La Valutazione della Pena
Anche il secondo motivo è stato respinto. La Corte ha ribadito che la determinazione della pena è una valutazione di merito, insindacabile in sede di legittimità se adeguatamente motivata. Nel caso di specie, i giudici di merito avevano correttamente motivato la pena inflitta basandosi sulla personalità dell’imputato e sui suoi precedenti penali, anche specifici. Tale valutazione è stata ritenuta logica e conforme ai parametri dell’art. 133 del codice penale.
Le Motivazioni della Sentenza
Le motivazioni della Corte si basano su un orientamento giurisprudenziale consolidato, richiamando anche una precedente sentenza delle Sezioni Unite. Viene sottolineato che l’obbligo di esibire i documenti a richiesta degli ufficiali di pubblica sicurezza è finalizzato a consentire un’immediata identificazione dello straniero presente sul territorio nazionale. La legge non ammette scuse basate su semplice negligenza. L’argomentazione difensiva, anziché provare l’assenza di colpa, ha finito per confermarla, descrivendo una situazione di trascuratezza che rientra a pieno titolo nell’ambito di applicazione della norma incriminatrice. Per quanto riguarda la pena, la Corte ha semplicemente applicato il principio secondo cui una sanzione superiore al minimo edittale è legittima se il giudice fornisce una motivazione specifica, come avvenuto nel caso in esame, facendo riferimento ai precedenti dell’imputato.
Le Conclusioni
La sentenza n. 30261/2024 offre una lezione chiara: per i cittadini stranieri, portare con sé il passaporto (o altro documento identificativo) e il permesso o la carta di soggiorno è un obbligo inderogabile. La mancata esibizione documenti non può essere giustificata da semplici dimenticanze o da situazioni di vita quotidiana, come un litigio familiare. La legge richiede un ‘giustificato motivo’ oggettivo e serio, che non si identifica con la mera negligenza.

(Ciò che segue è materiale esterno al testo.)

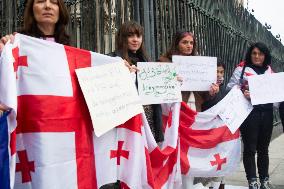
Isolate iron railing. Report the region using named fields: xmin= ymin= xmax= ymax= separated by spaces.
xmin=0 ymin=0 xmax=284 ymax=123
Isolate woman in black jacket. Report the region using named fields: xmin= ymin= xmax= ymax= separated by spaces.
xmin=227 ymin=42 xmax=273 ymax=189
xmin=109 ymin=21 xmax=164 ymax=142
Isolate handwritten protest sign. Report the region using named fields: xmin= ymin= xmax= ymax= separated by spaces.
xmin=173 ymin=56 xmax=217 ymax=91
xmin=137 ymin=62 xmax=181 ymax=104
xmin=207 ymin=86 xmax=253 ymax=133
xmin=248 ymin=72 xmax=284 ymax=105
xmin=76 ymin=62 xmax=143 ymax=136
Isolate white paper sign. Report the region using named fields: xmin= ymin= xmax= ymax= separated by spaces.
xmin=207 ymin=86 xmax=253 ymax=133
xmin=173 ymin=56 xmax=217 ymax=91
xmin=76 ymin=62 xmax=143 ymax=136
xmin=137 ymin=62 xmax=182 ymax=104
xmin=248 ymin=72 xmax=284 ymax=105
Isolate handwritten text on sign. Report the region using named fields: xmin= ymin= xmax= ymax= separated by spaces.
xmin=248 ymin=72 xmax=284 ymax=105
xmin=76 ymin=62 xmax=143 ymax=136
xmin=173 ymin=56 xmax=217 ymax=91
xmin=217 ymin=86 xmax=253 ymax=133
xmin=137 ymin=62 xmax=181 ymax=104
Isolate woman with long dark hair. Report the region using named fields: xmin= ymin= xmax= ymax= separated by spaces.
xmin=227 ymin=42 xmax=273 ymax=189
xmin=159 ymin=31 xmax=219 ymax=111
xmin=109 ymin=21 xmax=164 ymax=142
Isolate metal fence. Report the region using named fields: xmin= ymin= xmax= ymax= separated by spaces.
xmin=0 ymin=0 xmax=284 ymax=122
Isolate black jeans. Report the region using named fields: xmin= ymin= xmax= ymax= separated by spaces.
xmin=241 ymin=109 xmax=273 ymax=180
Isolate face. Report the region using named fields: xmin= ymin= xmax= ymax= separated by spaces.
xmin=127 ymin=34 xmax=142 ymax=53
xmin=33 ymin=0 xmax=59 ymax=27
xmin=251 ymin=48 xmax=265 ymax=66
xmin=217 ymin=66 xmax=225 ymax=84
xmin=178 ymin=35 xmax=194 ymax=56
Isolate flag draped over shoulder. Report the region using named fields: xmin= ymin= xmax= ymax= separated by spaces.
xmin=0 ymin=34 xmax=240 ymax=189
xmin=0 ymin=112 xmax=11 ymax=189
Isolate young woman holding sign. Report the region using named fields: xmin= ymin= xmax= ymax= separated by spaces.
xmin=227 ymin=42 xmax=273 ymax=189
xmin=159 ymin=31 xmax=219 ymax=111
xmin=109 ymin=21 xmax=164 ymax=142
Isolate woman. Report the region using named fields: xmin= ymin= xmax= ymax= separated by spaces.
xmin=109 ymin=21 xmax=164 ymax=142
xmin=0 ymin=0 xmax=70 ymax=51
xmin=0 ymin=0 xmax=70 ymax=111
xmin=159 ymin=31 xmax=219 ymax=111
xmin=227 ymin=42 xmax=273 ymax=189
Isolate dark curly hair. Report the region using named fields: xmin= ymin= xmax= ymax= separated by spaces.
xmin=20 ymin=0 xmax=70 ymax=45
xmin=164 ymin=31 xmax=197 ymax=59
xmin=245 ymin=42 xmax=271 ymax=66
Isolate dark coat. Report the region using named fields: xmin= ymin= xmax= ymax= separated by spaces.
xmin=108 ymin=51 xmax=164 ymax=142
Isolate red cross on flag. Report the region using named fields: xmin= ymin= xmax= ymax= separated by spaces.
xmin=0 ymin=34 xmax=243 ymax=189
xmin=179 ymin=103 xmax=241 ymax=177
xmin=0 ymin=34 xmax=118 ymax=189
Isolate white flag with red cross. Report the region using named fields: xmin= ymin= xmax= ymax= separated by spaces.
xmin=0 ymin=34 xmax=240 ymax=189
xmin=179 ymin=103 xmax=241 ymax=177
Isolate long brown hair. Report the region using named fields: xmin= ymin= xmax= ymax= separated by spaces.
xmin=20 ymin=0 xmax=70 ymax=45
xmin=115 ymin=21 xmax=148 ymax=63
xmin=164 ymin=31 xmax=197 ymax=59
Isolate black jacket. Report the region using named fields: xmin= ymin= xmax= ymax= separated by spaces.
xmin=108 ymin=51 xmax=164 ymax=142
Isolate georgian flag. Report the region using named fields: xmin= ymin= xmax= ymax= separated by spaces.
xmin=0 ymin=34 xmax=240 ymax=189
xmin=0 ymin=34 xmax=118 ymax=189
xmin=179 ymin=103 xmax=241 ymax=177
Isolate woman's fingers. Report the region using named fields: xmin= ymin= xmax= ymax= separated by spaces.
xmin=0 ymin=33 xmax=16 ymax=51
xmin=209 ymin=83 xmax=219 ymax=96
xmin=123 ymin=60 xmax=139 ymax=73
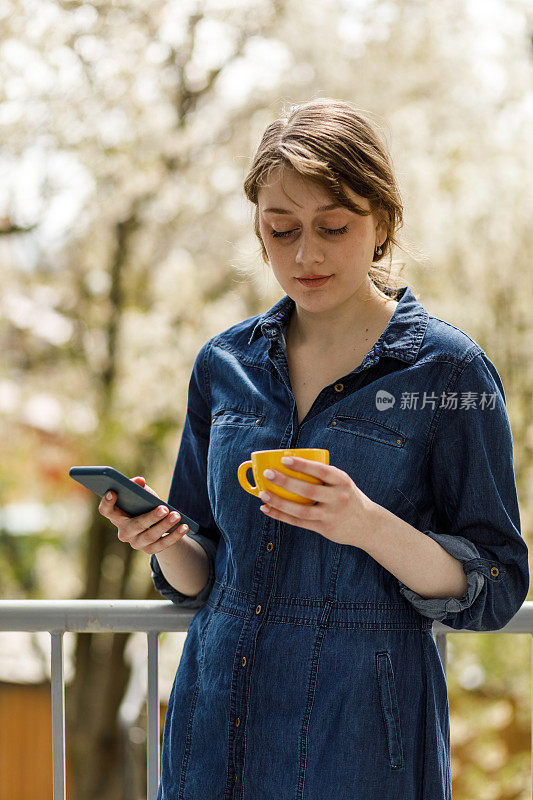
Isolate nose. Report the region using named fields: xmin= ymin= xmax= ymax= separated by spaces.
xmin=295 ymin=231 xmax=324 ymax=272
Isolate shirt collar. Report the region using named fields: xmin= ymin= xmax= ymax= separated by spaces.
xmin=248 ymin=286 xmax=429 ymax=363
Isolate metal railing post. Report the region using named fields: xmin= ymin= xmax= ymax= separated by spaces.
xmin=50 ymin=633 xmax=66 ymax=800
xmin=146 ymin=631 xmax=160 ymax=800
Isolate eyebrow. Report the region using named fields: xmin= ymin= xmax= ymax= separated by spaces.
xmin=263 ymin=203 xmax=346 ymax=214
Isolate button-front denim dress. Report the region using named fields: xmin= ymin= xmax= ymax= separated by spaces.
xmin=150 ymin=286 xmax=529 ymax=800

Questa pronuncia rafforza l’idea che la responsabilità di essere sempre in regola con i propri documenti ricade interamente sul singolo, e la violazione di tale dovere comporta conseguenze penali non trascurabili.
È reato se un cittadino straniero dimentica i documenti a casa?
Sì, la Corte di Cassazione ha confermato che la mancata esibizione dei documenti a richiesta delle autorità è un reato di tipo contravvenzionale, punibile anche se commesso per semplice negligenza o dimenticanza.
Aver litigato con un familiare è una giustificazione valida per non avere con sé i documenti?
No, secondo la sentenza, uscire di casa in fretta a seguito di un litigio senza prendere i documenti non costituisce un ‘giustificato motivo’ che esclude la punibilità, ma al contrario descrive una condotta colposa sanzionata dalla legge.
La pena può essere considerata eccessiva se non si commettono reati simili da molto tempo?
No, la determinazione della pena è compito del giudice di merito. Se la sanzione è motivata facendo riferimento a criteri di legge, come la personalità dell’imputato e i suoi precedenti penali, essa non è sindacabile dalla Corte di Cassazione, anche in presenza di una recente buona condotta.